Vol opwinding maar ook met een knagend schuldgevoel ben ik onderweg naar mijn eindbestemming. Ik houd mezelf voor dat ik dit nodig heb. Ik heb dit nodig om te overleven, om zelf niet over het tipje van de afgrond te glijden en om nieuwe energie op te doen om aan de dag van morgen te kunnen beginnen. Na een kleine tien minuten rijd ik de desbetreffende straat in en zie zijn woning steeds dichterbij komen. Ik ben aangekomen in het hol van de leeuw.

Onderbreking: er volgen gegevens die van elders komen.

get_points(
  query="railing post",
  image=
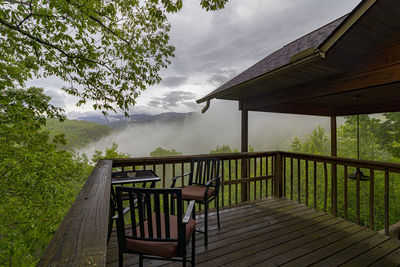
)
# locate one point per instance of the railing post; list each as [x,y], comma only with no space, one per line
[245,145]
[333,166]
[278,189]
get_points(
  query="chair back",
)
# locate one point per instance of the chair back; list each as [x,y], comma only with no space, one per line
[149,216]
[203,170]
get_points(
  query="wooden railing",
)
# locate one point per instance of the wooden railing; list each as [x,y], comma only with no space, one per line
[249,172]
[318,181]
[324,183]
[81,239]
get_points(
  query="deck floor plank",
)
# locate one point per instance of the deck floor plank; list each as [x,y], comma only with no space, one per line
[280,232]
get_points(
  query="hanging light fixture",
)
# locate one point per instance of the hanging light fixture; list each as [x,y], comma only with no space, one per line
[358,174]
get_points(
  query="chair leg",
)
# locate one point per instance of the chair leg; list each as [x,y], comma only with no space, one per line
[140,260]
[217,199]
[184,260]
[206,224]
[120,258]
[193,248]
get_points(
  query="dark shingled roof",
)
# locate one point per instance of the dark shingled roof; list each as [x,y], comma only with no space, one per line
[282,56]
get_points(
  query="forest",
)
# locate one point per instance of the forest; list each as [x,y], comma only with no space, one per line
[105,53]
[41,177]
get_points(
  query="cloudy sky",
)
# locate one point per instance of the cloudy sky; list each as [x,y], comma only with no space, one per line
[212,47]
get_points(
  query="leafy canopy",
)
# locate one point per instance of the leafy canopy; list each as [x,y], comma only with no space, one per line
[38,180]
[107,51]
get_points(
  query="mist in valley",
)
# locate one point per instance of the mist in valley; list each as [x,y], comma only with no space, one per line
[199,134]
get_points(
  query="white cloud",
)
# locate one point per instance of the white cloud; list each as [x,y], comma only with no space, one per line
[211,47]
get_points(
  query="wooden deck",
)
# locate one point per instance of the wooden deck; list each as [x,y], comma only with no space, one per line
[279,232]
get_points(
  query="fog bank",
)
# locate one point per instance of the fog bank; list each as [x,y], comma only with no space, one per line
[220,125]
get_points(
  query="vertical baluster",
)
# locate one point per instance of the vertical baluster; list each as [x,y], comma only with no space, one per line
[326,185]
[223,180]
[164,178]
[182,172]
[345,192]
[284,176]
[315,185]
[371,199]
[255,175]
[386,202]
[291,178]
[357,198]
[272,172]
[266,173]
[236,177]
[230,179]
[173,169]
[306,170]
[298,181]
[261,181]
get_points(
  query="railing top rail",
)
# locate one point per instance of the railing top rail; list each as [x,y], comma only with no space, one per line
[81,238]
[186,158]
[358,163]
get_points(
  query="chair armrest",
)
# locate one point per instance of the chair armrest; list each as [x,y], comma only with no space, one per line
[125,211]
[189,212]
[215,180]
[178,176]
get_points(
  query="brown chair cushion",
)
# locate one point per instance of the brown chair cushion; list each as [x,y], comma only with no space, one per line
[161,249]
[196,192]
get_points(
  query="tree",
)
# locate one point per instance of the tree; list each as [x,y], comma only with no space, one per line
[389,137]
[223,149]
[38,181]
[161,152]
[370,134]
[314,143]
[110,153]
[107,51]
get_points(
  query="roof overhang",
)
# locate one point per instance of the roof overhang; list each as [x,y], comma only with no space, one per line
[354,62]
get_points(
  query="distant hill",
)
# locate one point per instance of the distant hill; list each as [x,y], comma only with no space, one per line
[78,133]
[120,121]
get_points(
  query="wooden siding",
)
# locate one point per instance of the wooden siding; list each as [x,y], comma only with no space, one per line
[275,232]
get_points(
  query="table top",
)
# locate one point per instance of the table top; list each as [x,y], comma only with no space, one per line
[130,177]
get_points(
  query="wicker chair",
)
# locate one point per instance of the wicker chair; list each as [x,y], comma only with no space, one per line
[159,230]
[203,186]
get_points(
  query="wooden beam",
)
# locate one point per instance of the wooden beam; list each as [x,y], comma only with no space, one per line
[292,108]
[333,136]
[81,238]
[333,166]
[346,83]
[244,148]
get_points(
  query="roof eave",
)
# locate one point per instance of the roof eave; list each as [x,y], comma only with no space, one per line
[321,52]
[317,54]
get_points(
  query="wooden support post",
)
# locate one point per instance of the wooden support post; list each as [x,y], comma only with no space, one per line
[278,189]
[333,166]
[245,145]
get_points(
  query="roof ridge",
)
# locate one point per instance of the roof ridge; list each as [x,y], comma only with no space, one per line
[305,35]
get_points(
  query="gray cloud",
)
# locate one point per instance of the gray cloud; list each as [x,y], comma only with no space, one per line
[172,99]
[244,31]
[154,103]
[57,98]
[212,47]
[173,81]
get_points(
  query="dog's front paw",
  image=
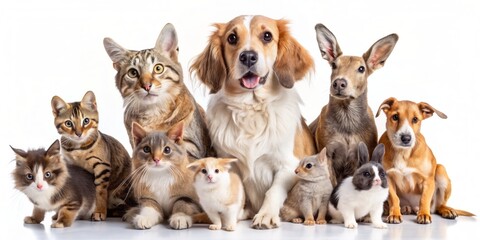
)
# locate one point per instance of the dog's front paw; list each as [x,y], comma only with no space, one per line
[180,221]
[424,218]
[265,221]
[395,219]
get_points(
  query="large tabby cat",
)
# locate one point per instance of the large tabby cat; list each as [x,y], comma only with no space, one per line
[154,94]
[84,145]
[161,182]
[52,185]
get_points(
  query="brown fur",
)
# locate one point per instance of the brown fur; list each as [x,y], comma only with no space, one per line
[85,146]
[416,181]
[347,119]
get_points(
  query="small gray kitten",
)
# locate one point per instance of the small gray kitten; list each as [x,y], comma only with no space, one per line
[310,194]
[363,193]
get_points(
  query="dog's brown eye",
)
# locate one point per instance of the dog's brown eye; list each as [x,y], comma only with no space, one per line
[361,69]
[232,39]
[395,117]
[415,120]
[267,36]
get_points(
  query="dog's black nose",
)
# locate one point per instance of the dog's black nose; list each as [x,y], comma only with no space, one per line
[406,139]
[339,84]
[248,58]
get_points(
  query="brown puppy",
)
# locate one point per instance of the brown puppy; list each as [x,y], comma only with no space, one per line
[347,119]
[416,182]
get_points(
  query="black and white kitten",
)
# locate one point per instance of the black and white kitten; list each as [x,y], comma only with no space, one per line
[363,193]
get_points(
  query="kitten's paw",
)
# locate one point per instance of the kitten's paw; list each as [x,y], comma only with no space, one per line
[381,225]
[396,219]
[180,221]
[229,228]
[30,220]
[214,227]
[351,225]
[265,221]
[321,221]
[309,222]
[57,225]
[99,216]
[297,220]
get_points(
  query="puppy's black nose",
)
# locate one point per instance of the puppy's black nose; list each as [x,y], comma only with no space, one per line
[339,84]
[406,139]
[248,58]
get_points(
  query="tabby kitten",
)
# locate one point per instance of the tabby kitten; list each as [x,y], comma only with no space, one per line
[154,94]
[52,185]
[84,145]
[161,182]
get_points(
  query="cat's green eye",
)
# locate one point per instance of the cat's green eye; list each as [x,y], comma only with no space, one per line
[158,68]
[147,149]
[133,73]
[69,124]
[167,150]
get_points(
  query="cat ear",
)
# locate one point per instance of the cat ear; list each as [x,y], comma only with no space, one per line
[116,52]
[176,133]
[58,105]
[89,101]
[378,153]
[138,133]
[362,153]
[21,155]
[167,41]
[54,149]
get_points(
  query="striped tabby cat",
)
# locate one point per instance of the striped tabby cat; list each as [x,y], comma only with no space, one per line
[162,184]
[155,96]
[52,185]
[84,145]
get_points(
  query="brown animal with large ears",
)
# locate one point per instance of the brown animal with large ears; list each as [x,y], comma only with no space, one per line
[250,65]
[417,184]
[347,119]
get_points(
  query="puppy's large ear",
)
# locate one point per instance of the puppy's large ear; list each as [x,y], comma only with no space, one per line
[327,43]
[378,53]
[428,111]
[362,153]
[210,66]
[293,60]
[386,105]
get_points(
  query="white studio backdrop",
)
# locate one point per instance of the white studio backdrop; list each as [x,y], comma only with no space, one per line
[52,48]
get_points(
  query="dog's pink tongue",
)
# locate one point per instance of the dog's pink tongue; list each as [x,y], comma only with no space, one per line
[250,81]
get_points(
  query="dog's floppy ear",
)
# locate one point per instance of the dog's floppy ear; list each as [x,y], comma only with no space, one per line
[209,66]
[327,42]
[293,61]
[386,105]
[428,111]
[378,53]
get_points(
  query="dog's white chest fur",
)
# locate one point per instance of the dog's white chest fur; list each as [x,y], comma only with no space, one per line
[260,134]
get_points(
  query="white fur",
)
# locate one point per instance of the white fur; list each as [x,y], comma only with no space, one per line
[354,204]
[258,128]
[214,196]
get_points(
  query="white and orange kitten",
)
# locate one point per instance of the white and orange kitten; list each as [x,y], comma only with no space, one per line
[220,192]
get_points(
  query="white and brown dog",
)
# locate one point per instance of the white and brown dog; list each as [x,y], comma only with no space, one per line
[417,184]
[250,66]
[347,119]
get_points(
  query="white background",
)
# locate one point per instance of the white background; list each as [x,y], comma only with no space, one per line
[52,48]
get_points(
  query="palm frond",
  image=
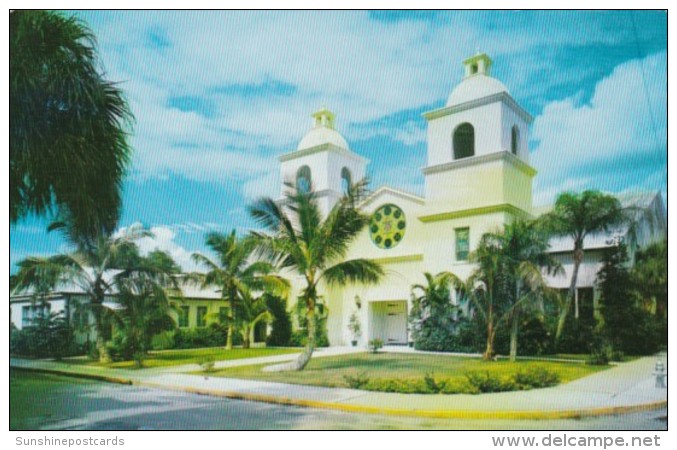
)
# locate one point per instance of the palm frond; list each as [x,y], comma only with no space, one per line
[355,270]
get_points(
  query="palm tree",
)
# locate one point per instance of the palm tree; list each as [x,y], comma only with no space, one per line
[144,307]
[236,272]
[68,125]
[300,239]
[88,268]
[487,287]
[579,215]
[250,310]
[523,249]
[432,309]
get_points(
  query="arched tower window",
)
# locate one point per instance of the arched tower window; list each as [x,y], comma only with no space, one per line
[346,180]
[303,180]
[514,140]
[464,141]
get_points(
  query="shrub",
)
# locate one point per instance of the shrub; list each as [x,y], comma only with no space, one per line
[207,364]
[458,386]
[213,335]
[163,340]
[486,382]
[120,348]
[397,385]
[281,332]
[433,385]
[375,345]
[48,337]
[535,378]
[357,381]
[299,338]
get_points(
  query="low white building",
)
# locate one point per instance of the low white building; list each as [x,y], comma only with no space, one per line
[477,178]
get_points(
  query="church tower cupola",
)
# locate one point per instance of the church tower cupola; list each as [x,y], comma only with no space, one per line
[478,155]
[480,64]
[323,118]
[322,162]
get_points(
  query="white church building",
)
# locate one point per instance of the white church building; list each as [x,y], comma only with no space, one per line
[477,178]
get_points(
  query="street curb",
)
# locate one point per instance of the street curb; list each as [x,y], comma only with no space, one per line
[88,376]
[346,407]
[437,414]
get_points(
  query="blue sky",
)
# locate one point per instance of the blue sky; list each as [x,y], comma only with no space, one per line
[219,95]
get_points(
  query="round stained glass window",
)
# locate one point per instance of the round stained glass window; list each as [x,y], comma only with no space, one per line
[387,226]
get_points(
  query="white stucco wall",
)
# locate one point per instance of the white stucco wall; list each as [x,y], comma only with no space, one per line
[486,121]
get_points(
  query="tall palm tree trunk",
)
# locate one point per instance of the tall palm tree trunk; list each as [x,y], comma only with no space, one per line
[101,347]
[304,359]
[578,259]
[229,335]
[246,336]
[514,330]
[489,352]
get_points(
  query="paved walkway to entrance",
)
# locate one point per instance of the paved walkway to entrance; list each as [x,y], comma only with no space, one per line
[626,387]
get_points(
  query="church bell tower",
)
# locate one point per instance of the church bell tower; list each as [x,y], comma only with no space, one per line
[478,155]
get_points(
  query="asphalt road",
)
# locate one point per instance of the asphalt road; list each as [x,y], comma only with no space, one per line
[44,402]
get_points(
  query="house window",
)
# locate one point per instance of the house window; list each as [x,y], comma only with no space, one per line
[184,316]
[201,316]
[586,305]
[25,316]
[514,140]
[303,180]
[223,314]
[346,180]
[29,314]
[464,141]
[462,243]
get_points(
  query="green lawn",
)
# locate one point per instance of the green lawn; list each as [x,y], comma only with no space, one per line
[168,358]
[55,393]
[330,371]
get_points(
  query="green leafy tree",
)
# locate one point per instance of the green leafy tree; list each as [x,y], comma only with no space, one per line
[508,279]
[143,308]
[68,125]
[281,332]
[523,248]
[236,273]
[88,268]
[577,216]
[301,240]
[628,327]
[651,273]
[433,317]
[250,310]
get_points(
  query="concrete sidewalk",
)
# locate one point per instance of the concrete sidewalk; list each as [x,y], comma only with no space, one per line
[627,387]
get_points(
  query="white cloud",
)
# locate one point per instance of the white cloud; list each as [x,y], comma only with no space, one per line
[613,137]
[361,68]
[163,238]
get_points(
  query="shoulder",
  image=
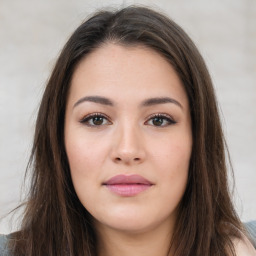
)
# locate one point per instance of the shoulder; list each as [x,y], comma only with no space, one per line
[251,229]
[3,245]
[243,247]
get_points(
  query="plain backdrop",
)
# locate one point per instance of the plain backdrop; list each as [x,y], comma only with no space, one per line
[33,32]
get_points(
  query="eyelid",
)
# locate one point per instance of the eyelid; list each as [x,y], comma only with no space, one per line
[86,118]
[169,118]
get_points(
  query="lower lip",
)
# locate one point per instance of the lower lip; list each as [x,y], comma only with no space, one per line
[128,189]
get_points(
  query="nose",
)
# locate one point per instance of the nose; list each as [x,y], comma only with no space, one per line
[128,147]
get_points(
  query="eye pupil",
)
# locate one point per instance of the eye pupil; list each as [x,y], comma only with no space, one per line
[157,121]
[97,120]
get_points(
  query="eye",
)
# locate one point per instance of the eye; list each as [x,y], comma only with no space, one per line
[161,120]
[96,119]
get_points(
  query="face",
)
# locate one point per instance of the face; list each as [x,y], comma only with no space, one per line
[128,138]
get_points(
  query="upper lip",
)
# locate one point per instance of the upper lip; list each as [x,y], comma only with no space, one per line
[127,179]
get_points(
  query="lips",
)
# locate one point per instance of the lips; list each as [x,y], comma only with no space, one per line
[127,185]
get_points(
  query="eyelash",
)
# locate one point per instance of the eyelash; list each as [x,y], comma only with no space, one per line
[85,120]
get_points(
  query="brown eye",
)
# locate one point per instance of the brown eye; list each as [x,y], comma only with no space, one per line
[97,120]
[160,120]
[94,120]
[157,121]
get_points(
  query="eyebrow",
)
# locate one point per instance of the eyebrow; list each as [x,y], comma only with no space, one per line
[146,103]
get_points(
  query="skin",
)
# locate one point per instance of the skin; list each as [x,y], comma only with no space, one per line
[128,140]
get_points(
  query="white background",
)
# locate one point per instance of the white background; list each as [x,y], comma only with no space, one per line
[33,32]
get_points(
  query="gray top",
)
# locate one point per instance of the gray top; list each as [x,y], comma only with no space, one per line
[250,226]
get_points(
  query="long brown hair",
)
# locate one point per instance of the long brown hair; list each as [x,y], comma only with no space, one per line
[55,222]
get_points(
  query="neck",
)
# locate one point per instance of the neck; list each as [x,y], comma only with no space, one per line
[116,243]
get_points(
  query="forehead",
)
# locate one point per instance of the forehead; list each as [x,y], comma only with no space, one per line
[123,72]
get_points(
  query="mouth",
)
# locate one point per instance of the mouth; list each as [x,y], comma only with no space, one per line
[128,185]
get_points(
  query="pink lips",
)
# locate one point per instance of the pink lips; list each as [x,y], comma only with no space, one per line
[124,185]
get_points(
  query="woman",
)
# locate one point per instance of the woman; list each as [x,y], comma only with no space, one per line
[129,155]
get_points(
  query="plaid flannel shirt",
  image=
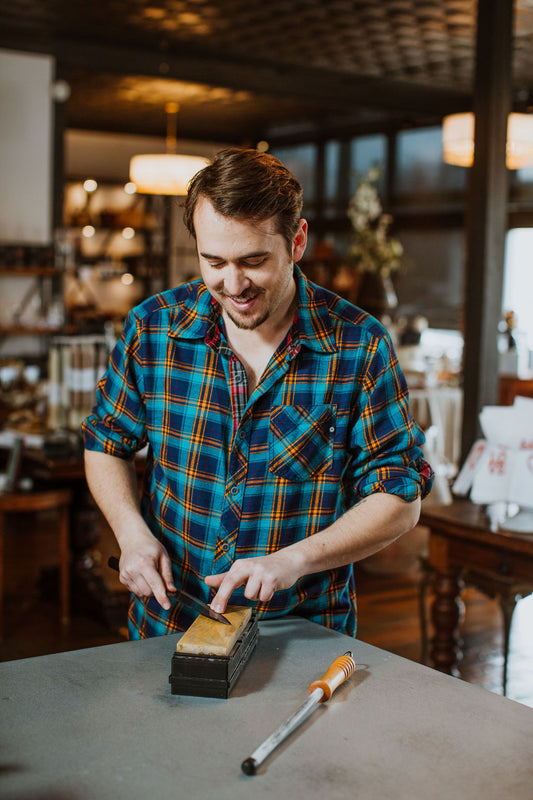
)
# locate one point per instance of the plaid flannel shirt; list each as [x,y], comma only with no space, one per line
[229,477]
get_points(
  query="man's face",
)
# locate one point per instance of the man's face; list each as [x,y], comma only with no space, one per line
[246,265]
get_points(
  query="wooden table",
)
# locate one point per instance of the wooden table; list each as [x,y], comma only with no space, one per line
[460,539]
[101,724]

Hij opent de deur en speels kijkt hij me aan met zijn katachtige groene ogen. ‘Dag schoonheid’ hoor ik hem zeggen terwijl hij de deur voor me openhoudt en gebaart dat ik binnen kan komen. Ik heb mijn jas nog niet opgehangen of ik voel zijn gretige sterke handen me al van achteren beetnemen. Ik draai me om en we beginnen te zoenen, wild, rauw, alsof ons leven er vanaf hangt. De kledingstukken vliegen in het rond en al snel tilt hij me op om af te maken waar we zojuist aan begonnen zijn. Mijn nagels slaan zich als klauwen in zijn rug als ik hem bij me naar binnen voel dringen. Zijn knot komt los en zijn haren vallen als blonde manen over zijn brede gespierde schouders. We gaan tekeer als wilde beesten en even vergeet ik alles om mij heen. Even vergeet ik de donkere realiteit die mij thuis te wachten staat, even vergeet ik om verdriet te hebben, even vergeet ik om boos en angstig te zijn, even vergeet ik hoe het is om maar half te leven.
Als ik eenmaal weer in mijn auto zit en terug naar huis rijd, wellen de tranen langzaam op in mijn ogen. Het gevoel van opwinding is verdwenen en wat overblijft is het knagende schuldgevoel dat ik op de heenweg ook al voelde, maar waar ik weigerde aandacht aan te geven. Wild wou ik zijn, wild van verlangen en wild van opwinding. Eens een keer niet wild van verdriet, woede of onmacht.
Bij aankomst steek ik de sleutel stilletjes in het slot en probeer als een sluipende kat het huis te betreden. Het is donker. Op de tast bereik ik de slaapkamer. Het licht is uit, de gordijnen zijn dicht. Mijn ogen beginnen langzaam aan het donker te wennen. Ik kleed me uit en kruip voorzichtig naast mijn vriend. Hij ligt nog steeds in dezelfde positie als twee uur geleden naar het plafond te staren. In zijn hoofd is het ook donker. Voorzichtig veeg ik de tranen uit mijn ogen. Aan dit donker zullen ze nooit wennen. Schat, heb je je antidepressiva pilletje al geslikt?’ vraag ik hem voorzichtig.